En
medio de la cruel falta de datos históricos fehacientes de que se dispone
para el estudio de los orígenes de la filosofía de Platón y Aristóteles,
hay, sin embargo, un hecho inconcuso, a saber: que dicha filosofía está
vinculada, en sus orígenes, a la obra de Sócrates, y que esta obra
representa, a su vez, un decisivo punto de inflexión en la trayectoria
intelectual del mundo griego y de todo el pensamiento europeo. Pero la
obra de Sócrates se halla, a su vez, envuelta, más que en la oscuridad,
casi en el anominato de sus discípulos inmediatos. Sólo poseemos el
testimonio directo de Platón, Aristóteles y Jenofonte, los tres en función
más bien de su peculiar objetivo. Como ocurre con la obra de los pre-socráticos,
de la de Sócrates sólo conocemos su reflejo en Platón y Aristóteles.

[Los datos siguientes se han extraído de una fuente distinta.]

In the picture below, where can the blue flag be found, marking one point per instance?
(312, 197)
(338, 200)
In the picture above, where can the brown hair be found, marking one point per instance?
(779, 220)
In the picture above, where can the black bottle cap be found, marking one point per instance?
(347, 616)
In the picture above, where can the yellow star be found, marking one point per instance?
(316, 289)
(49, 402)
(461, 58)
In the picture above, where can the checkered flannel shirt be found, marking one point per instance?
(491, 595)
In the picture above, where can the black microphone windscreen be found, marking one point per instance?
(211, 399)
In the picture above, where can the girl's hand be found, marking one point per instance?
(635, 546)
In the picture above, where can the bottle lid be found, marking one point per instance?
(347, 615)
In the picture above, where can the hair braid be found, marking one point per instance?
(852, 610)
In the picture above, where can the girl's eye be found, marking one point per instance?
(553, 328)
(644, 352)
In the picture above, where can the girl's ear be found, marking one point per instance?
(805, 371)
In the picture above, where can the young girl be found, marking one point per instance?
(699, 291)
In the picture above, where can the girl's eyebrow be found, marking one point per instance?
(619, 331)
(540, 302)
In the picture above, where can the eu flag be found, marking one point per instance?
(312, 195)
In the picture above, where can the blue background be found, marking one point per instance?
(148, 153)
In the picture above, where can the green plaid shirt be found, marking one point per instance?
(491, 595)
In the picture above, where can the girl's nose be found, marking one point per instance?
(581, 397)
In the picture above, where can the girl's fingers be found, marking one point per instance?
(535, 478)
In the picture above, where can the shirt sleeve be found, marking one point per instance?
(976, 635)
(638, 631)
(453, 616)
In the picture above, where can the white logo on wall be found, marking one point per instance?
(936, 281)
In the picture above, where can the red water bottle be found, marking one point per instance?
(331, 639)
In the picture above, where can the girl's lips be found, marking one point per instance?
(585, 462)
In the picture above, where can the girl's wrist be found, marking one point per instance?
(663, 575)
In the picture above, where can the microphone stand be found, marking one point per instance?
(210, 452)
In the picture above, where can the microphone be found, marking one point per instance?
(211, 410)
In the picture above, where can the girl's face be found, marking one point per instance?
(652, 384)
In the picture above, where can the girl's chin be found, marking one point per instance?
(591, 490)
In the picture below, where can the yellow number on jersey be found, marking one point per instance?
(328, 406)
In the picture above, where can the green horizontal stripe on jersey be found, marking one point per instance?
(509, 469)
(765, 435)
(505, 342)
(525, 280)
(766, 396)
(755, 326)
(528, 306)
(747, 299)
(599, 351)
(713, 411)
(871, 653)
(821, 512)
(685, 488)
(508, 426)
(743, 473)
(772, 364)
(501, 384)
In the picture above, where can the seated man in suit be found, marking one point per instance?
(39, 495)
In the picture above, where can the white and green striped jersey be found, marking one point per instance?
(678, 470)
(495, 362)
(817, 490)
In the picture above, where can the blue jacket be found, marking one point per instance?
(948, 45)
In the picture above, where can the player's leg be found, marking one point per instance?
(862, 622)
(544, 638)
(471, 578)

Por lo cual, todo intento de representar positivamente y de un modo
directo el cuadro completo de su modo de pensar tiene que reemplazarse por
la tarea, más modesta, pero única asequible, de tratar de averiguar cuáles
pudieron ser algunas de las dimensiones de su obra que hayan podido dar
lugar a la reflexión de Platón y Aristóteles. La interpretación de Sócrates
pende, en última instancia, de una interpretación del origen de la
filosofía de la Academia y del Liceo. Ambas cuestiones son casi
sustancialmente idénticas. Lo propio debe decirse de casi toda la filosofía
pre-socrática.
Los testimonios más antiguos convienen todos en que Sócrates no se ocupó
sino de ética, y que introdujo el diálogo como método para llegar a
averiguar algo universal acerca de las cosas. Se han dado mil
interpretaciones de estos testimonios. Para los unos, Sócrates fue un
intelectual ateniense, mártir de la ciencia; para los otros, se consagró
sólo a problemas éticos. Pero mientras en ambas concepciones Sócrates
aparece como un filósofo, en otras se presenta tan sólo como un hombre
animado de un deseo de perfección personal, sin el menor ribete de
filosofía.
En cambio, es evidente que Platón, en cualquiera de esas tres dimensiones
hipotéticas, continúa a Sócrates, y Aristóteles a Platón. La filología
moderna se ha visto precisada, es verdad, a introducir importantes
retoques en este cuadro, cuando se quiere descender a los detalles. Sin
embargo, el hecho permanece.
Pero esto no significa forzosamente que haya de concebirse
la línea "Sócrates-Platón-Aristóteles"
como un trazo continuo.
Cabría modificar levemente la imagen geométrica de una trayectoria sustituyéndola
por la de un haz cuyo centro se encontrara en Sócrates mismo. Aristóteles,
más que continuación de Platón, es un replanteo de los problemas filosóficos
desde la raíz misma de donde Platón los tomaras Si se quiere hablar de
continuación, es, más que nada, la continuación de una actitud y de una
preocupación antes que de la de un sistema de problemas y conceptos.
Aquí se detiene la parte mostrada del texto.